Downside: Requires an Acrobat Pro subscription ($23/month). Not available in the free Acrobat Reader. The sanitize workflow is buried in menus and easy to miss.

3. ExifTool (Free, Command Line)

ExifTool is a powerful command-line utility that can read and remove metadata from PDFs and many other file formats. Running exiftool -all= document.pdf strips most metadata fields.

Downside: Command-line only - not accessible for non-technical users. Doesn't detect unflattened redactions, embedded JavaScript, or document history. No visual preview of what's being removed.

4. Print to New PDF (Free, Any OS)

Open the PDF, use File → Print → "Save as PDF" or "Microsoft Print to PDF." This creates a fresh PDF with only the rendered visual content, stripping most metadata.

Downside: Loses bookmarks, hyperlinks, form fields, and accessibility tags. May not strip XMP streams or embedded fonts completely.

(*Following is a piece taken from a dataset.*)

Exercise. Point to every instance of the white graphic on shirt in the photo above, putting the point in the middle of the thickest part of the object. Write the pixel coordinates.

Doesn't remove GPS data from embedded images - the image is re-embedded as-is. Not practical for batch processing.

5. Online Upload Tools (Free, Privacy Risk)

Tools like PDF24, PDFYeah, and GroupDocs let you upload a PDF and download a cleaned version. They work, but your file is sent to and processed on their servers.

Downside: Your file is uploaded to a third-party server - which defeats the purpose of removing metadata for privacy. Most only strip standard metadata and don't scan for XMP, GPS, JavaScript, redactions, or document history. Some have usage limits or require accounts.

Quick Comparison

Real-World Risks of Unstripped PDF Metadata

Court filing leaks - Lawyers have accidentally exposed confidential client names, internal notes, and privileged communications through PDF metadata in court filings. Unflattened redactions are a recurring issue in legal discovery.

Government document exposure - Government agencies have published "redacted" reports where classified information was recoverable by simply copy-pasting from behind the black bars. This happens because the redaction overlay was never flattened into the document.

Corporate identity leaks - Sending a proposal or contract with your full name, company software stack, and edit history in the metadata gives the recipient information you never intended to share. Competitors can learn what tools you use, when you work, and how many revisions you went through.

Compliance violations - Under GDPR, personal data includes any information that can identify a person - including author names in document metadata. Sharing PDFs with exposed metadata to the wrong audience can constitute a data protection violation, especially in regulated industries like healthcare and finance.

Best Practices for PDF Metadata Hygiene

1. Strip before sharing - make it a habit to run every PDF through a metadata stripper before sending it externally. Add it to your document review workflow.

2. Check redactions are flattened - if you redact content, always verify the redaction is flattened (permanently applied), not just an overlay annotation. TrustScan's deep scan detects this automatically.

3. Watch embedded images - photos from phones contain GPS, camera model, and timestamp data. Strip image EXIF data before embedding in PDFs, or use TrustScan to detect it after the fact.

4. Audit your templates - if your organization uses PDF templates, check them for baked-in metadata. A template with a former employee's name in the Author field will propagate that data to every document generated from it.

5. Use client-side tools - if you're removing metadata for privacy reasons, uploading the file to a server-based tool creates a new privacy risk. Choose tools that process entirely in your browser.